Telekom Electronic Beats

Angelic Engines: Daniel Jones recommends Andy Stott’s Luxury Problems

 

What makes divinity? Is there a God behind God, besides our own minds? And if so, what’s behind that? And behind that? Must we accept that some things just are? And if not, might we consider the throbbing melodies of Andy Stott‘s Luxury Problems to be a new form of life (especially if we are extremely high)? Certainly the thick beats drip with the organic pulse of natural systems. Yet the sounds here also bear the beautifully decayed aura of concrete and chrome, halogen and grime—the soul of a heaving, monstrous city at twilight, equal (yet often struggling) parts fragile light and enclosing darkness.

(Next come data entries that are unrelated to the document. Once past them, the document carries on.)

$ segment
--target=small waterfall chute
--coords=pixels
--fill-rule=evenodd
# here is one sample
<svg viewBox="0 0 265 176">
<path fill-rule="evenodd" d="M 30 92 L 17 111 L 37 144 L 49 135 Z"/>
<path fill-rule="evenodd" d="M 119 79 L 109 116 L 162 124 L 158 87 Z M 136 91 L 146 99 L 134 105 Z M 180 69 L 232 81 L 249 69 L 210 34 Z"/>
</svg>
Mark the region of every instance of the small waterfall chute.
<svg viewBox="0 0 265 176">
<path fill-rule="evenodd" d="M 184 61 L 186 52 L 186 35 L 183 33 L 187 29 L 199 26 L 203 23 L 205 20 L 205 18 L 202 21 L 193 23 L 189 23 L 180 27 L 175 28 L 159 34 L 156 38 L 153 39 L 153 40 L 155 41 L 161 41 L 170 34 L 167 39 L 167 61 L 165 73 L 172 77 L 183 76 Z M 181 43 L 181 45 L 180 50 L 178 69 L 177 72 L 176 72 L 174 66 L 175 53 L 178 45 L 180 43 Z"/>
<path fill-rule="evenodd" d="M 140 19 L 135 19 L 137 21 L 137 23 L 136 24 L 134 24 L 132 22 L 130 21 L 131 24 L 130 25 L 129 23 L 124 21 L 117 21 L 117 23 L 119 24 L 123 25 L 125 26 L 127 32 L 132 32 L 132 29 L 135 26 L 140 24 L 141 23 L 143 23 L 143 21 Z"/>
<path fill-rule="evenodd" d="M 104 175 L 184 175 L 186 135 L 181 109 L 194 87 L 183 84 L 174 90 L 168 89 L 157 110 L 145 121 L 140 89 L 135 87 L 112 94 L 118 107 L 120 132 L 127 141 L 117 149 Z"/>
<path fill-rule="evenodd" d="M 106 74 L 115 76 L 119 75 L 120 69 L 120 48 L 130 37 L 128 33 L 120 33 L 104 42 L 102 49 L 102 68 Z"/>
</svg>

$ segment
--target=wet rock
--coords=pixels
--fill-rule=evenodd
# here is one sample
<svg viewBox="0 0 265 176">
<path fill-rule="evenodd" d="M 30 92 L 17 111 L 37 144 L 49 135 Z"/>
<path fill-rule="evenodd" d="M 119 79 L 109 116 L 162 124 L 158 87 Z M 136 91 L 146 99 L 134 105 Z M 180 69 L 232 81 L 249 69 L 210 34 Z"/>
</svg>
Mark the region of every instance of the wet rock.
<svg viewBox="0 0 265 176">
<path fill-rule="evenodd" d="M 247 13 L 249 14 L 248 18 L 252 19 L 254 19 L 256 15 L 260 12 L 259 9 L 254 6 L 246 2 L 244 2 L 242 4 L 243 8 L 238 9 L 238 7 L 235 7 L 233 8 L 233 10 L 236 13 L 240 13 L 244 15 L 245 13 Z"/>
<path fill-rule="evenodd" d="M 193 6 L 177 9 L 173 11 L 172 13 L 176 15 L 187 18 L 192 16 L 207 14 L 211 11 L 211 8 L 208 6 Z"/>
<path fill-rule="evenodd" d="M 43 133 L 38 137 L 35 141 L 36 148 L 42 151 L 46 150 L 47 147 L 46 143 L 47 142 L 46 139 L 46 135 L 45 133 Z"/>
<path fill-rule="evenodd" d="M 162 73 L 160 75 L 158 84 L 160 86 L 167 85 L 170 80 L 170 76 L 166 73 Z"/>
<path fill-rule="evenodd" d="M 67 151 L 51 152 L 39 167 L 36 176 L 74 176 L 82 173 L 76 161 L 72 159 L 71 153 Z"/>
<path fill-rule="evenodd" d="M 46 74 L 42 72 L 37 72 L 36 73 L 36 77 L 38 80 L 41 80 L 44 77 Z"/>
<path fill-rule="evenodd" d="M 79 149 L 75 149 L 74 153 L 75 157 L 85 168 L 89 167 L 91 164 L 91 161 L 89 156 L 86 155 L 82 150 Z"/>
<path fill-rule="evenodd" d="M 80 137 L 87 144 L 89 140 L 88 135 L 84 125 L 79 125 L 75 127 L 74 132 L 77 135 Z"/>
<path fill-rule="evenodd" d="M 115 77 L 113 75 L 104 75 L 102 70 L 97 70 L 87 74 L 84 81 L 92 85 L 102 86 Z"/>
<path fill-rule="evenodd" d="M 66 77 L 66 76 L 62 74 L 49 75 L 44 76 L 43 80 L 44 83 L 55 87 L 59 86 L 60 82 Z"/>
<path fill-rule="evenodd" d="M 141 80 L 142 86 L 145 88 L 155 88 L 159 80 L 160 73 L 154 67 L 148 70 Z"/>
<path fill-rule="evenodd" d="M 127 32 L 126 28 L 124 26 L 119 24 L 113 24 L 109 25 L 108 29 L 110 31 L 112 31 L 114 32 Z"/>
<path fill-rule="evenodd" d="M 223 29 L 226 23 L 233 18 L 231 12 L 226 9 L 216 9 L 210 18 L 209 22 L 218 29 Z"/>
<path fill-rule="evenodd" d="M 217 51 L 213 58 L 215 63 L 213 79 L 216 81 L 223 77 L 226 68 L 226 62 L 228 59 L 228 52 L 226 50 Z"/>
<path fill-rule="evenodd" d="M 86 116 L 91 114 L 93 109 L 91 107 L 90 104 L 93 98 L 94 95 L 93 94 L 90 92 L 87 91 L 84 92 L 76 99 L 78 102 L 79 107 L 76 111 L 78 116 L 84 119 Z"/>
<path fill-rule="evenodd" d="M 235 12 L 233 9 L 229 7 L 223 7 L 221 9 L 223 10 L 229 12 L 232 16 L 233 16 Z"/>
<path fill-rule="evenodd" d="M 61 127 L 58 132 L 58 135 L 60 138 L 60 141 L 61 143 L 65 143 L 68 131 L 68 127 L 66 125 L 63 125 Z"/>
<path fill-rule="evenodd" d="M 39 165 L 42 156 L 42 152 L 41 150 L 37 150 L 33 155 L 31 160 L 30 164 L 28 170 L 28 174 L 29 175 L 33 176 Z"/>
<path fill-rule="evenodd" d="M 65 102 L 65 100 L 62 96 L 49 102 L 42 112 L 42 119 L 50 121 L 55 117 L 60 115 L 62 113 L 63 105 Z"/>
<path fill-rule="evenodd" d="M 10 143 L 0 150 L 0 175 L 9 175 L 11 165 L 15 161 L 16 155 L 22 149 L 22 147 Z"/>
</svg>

The desperate atmosphere of opener “Numb” sucked my breath away, the rhythmic bass chug an insistent push of pressure squeezing my heart. The wings and pistons of some vast angelic engine straining as the skies open up in a choir of light. Something is born—a throbbing heartbeat, vocals refracting asexually like a blues siren out of time. Then the deeper pitch of the vocals signals another act of creation: Time To Fuck. Ears fill with muffled ketamine-house, a nightmare of an hallucinogenic orgasm erupting pearl-hot in cramped spaces. A harrowing train ride across the void beside a stranger, whispered affections and affected whispers. Lights streaming past.

You are never at ease.

Sleepy, ambiguous vocals beckon with half-understood promises. The mind is lost on a vast, sable sea that reflects an infinity of broken disco-ball stars. A hard spiral of breakbeats brings disconcertion, only to emerge into light once more. Yet the dread of the future remains in the looming, heavy synthlines that skitter away into nothingness. If Luxury Problems has a fault, it’s that it often feels like that nothingness lurks behind most of the production: that the songs have none of the meaning I’ve ascribed to them. They just… are. Yet they are beautifully, and absorbingly, so don’t be turned off by that statement. Maybe you’ll find your own meaning, or maybe it doesn’t matter. Because this is a gorgeous album, and that always means something.

 

Published November 16, 2012. Words by Daniel Jones.